This page is only visible to folks who come straight to it from the Forum. It is totally unedited and the photos are loaded straight from teh camera.  I have not yet attached it to my website!!  Enjoy yourselves!!

step one?  Cut a hole and grind  the big wad up pooky that holds the mast tube in place. It has to be smooth enough to lay glass on top of it. We know the mast tube does not hold water.  We have poured water in the tube and it has disappeared into the boat.  We must lay glass all around the tube so it will be watertight.

What is not pictured here is the repair made inside the tube.  The repair was simple and probably will work OK.  We mixed some West System epoxy with chopped glass and carefully dropped it in the bottom of the tube. We used one squirt of the West Gallon or resin   and Quart of catalyst  pumps. Then we cut a disc of  15 mil Teflon sheet as follows.  We used a Sharpie and the butt of a bottom section.  we traced around the bottom section and cut just outside the line made by the Sharpie.  We then pushed the Teflon disc down on top of the resin/ Our experience with West Epoxy at the bottom of a mast tube is the epoxy grabs the bottom of the mast and the mast will not turn .  The result was we broke out gooseneck.  Since that learning experience we have placed a Teflon disc on top of epoxy repairs at the mast step bottom.

Oh yeah...We didn't raise the mast any higher than it should be because the old tube was so worn the bottom of the tube was almost worn away.  OK maybe the mast will sit an eighth of an inch higher.  I say, "So what?"


OK back to this photo.  I used 24 grit paper on a five inch air disc sander.
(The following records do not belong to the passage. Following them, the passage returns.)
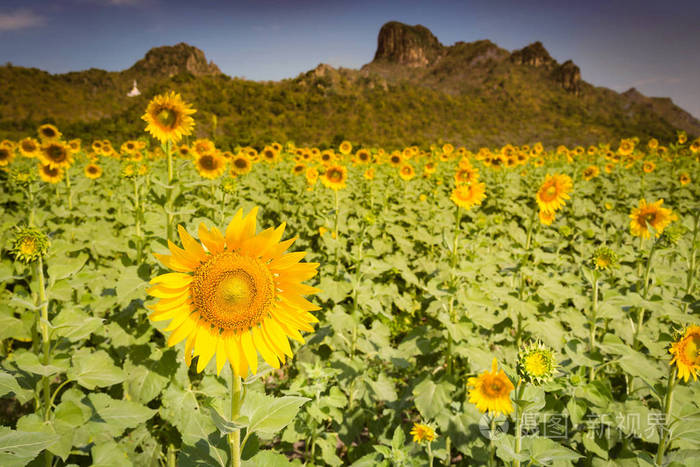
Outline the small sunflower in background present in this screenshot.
[669,325,700,383]
[194,151,226,180]
[38,164,63,184]
[536,174,573,212]
[37,123,62,143]
[467,358,515,415]
[582,165,600,181]
[450,182,486,209]
[85,164,102,180]
[141,91,196,144]
[148,208,319,378]
[630,199,678,238]
[321,165,348,191]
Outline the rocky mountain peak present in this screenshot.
[374,21,444,67]
[130,42,221,76]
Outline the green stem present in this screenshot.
[656,365,677,466]
[228,371,243,467]
[588,277,598,381]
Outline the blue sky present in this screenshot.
[0,0,700,117]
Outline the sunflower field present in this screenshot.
[0,93,700,467]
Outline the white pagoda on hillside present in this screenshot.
[127,80,141,97]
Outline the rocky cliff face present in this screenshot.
[374,21,443,67]
[129,42,221,76]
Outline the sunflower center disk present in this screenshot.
[191,252,275,331]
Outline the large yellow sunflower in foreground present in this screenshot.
[141,91,196,144]
[669,326,700,382]
[467,358,515,415]
[535,174,573,212]
[148,208,319,377]
[630,199,678,238]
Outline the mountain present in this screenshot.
[0,22,700,147]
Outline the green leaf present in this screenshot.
[67,349,125,389]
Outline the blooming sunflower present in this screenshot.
[450,182,486,209]
[85,164,102,180]
[148,207,319,377]
[467,358,515,415]
[194,151,226,180]
[37,123,61,143]
[630,199,678,238]
[669,325,700,383]
[410,423,436,443]
[321,165,348,191]
[39,164,63,183]
[536,174,573,212]
[141,91,196,144]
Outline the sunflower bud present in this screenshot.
[10,227,49,263]
[518,341,557,385]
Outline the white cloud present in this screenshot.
[0,10,46,31]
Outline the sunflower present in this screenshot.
[231,153,253,175]
[630,199,678,238]
[410,423,436,443]
[338,141,352,156]
[321,165,348,191]
[0,146,15,167]
[467,358,515,415]
[85,164,102,180]
[582,165,600,181]
[39,164,63,183]
[399,164,416,181]
[536,174,573,212]
[141,91,196,144]
[455,166,479,185]
[39,141,73,169]
[538,209,557,225]
[37,123,61,143]
[450,182,486,209]
[148,207,319,377]
[194,151,226,180]
[669,325,700,383]
[18,137,39,157]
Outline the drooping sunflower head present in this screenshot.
[535,174,573,212]
[518,340,557,385]
[630,199,678,238]
[37,123,61,143]
[410,423,437,443]
[148,208,319,377]
[141,91,196,144]
[591,246,619,270]
[10,227,50,263]
[669,325,700,383]
[38,164,63,183]
[85,164,102,180]
[450,182,486,209]
[39,141,73,169]
[321,165,348,191]
[467,358,515,415]
[194,151,226,180]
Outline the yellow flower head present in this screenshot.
[669,326,700,382]
[467,358,515,415]
[410,423,437,443]
[536,174,573,212]
[630,199,678,238]
[141,91,196,144]
[148,208,319,377]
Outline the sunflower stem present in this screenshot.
[36,257,53,467]
[655,365,678,466]
[228,371,242,467]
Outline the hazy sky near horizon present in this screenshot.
[0,0,700,118]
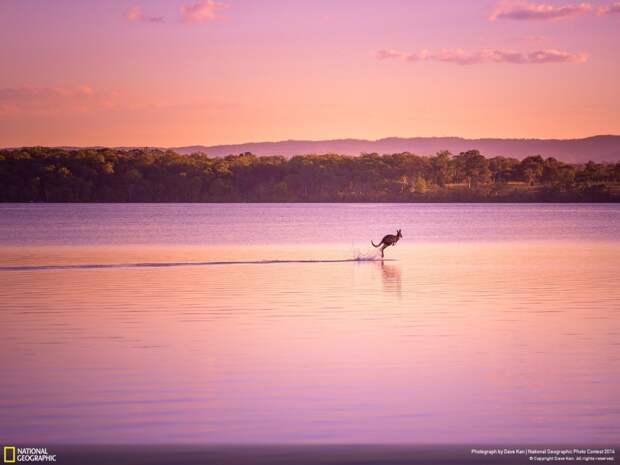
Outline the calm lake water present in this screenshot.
[0,204,620,446]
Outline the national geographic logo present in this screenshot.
[2,446,56,463]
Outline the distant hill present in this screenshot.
[171,136,620,163]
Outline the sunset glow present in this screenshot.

No I could not see what I was doing as my arm was in the way.  The light inside the boat is one of those florescent yellow things.  It is really handy for jobs like this.

Notice how there are disc marks all the way around the tube.  The resin and glass will not stick to the old mildew.  The grinding is very very important and absolutely must be thorough.  If there is stuff left to "wash off" sand it off.  Don't cut any corners!!



Note the chipped stuff around the mast step top.  We decided to fix that too. I used a 1 1/2 inch drum sander to sand away the top two inches of the tube wall. That made space for the glass you will see below.  The top of the tube was sanded with the 5 inch disc sander to make a recess there too.  Our plan on this repair is to make a glass piece similar to the stainless part that goes around the drain in a sink. This is a very high stress part of the boat so the piece has to be thick and strong and well attached to the deck.

This is the inside of the boat with the glass in place. We cut strips about 12 inches long and 3 inches wide. We wet out the strips two at a time and placed them all around the tube. This task is also accomplished by touch and memory.  The glass has to eitirely seal the tube or the boat will continue to leak.

I didn't test it. If it leaks at Wurstfest, we will know I didn't get it sealed correctly.

The new deck plate is in place and the repair on the outside is started.  Sorry I didn't remember to take a photo of the prepped area before glassing. Three are at least three layers of 1.5 ounce mat everywhere around the top of the tube.  It was almost perfectly filled. All we added later was the gelcoat. it is important that the gelcoat not be too thick as it has no strength and will crack.

Here is better shot of the glass work.  Note the tape is still in place.  When  we sand a repair like this one we sand down to the tape and then remove the tape. In fact we usually immediately replace the tape so we will not mess up the non skid..   but....the key is to sand carefully and not hurt the new tape.  The tape will not really stop a dedicated screw up from destroying the adjacent non skid. The tape is only an indicator layer that warns you to quit sanding there. If you mess up the tape...Pull it of and re tape again.  Fixing the non skid takes lots longer than replacing tape a bunch of times.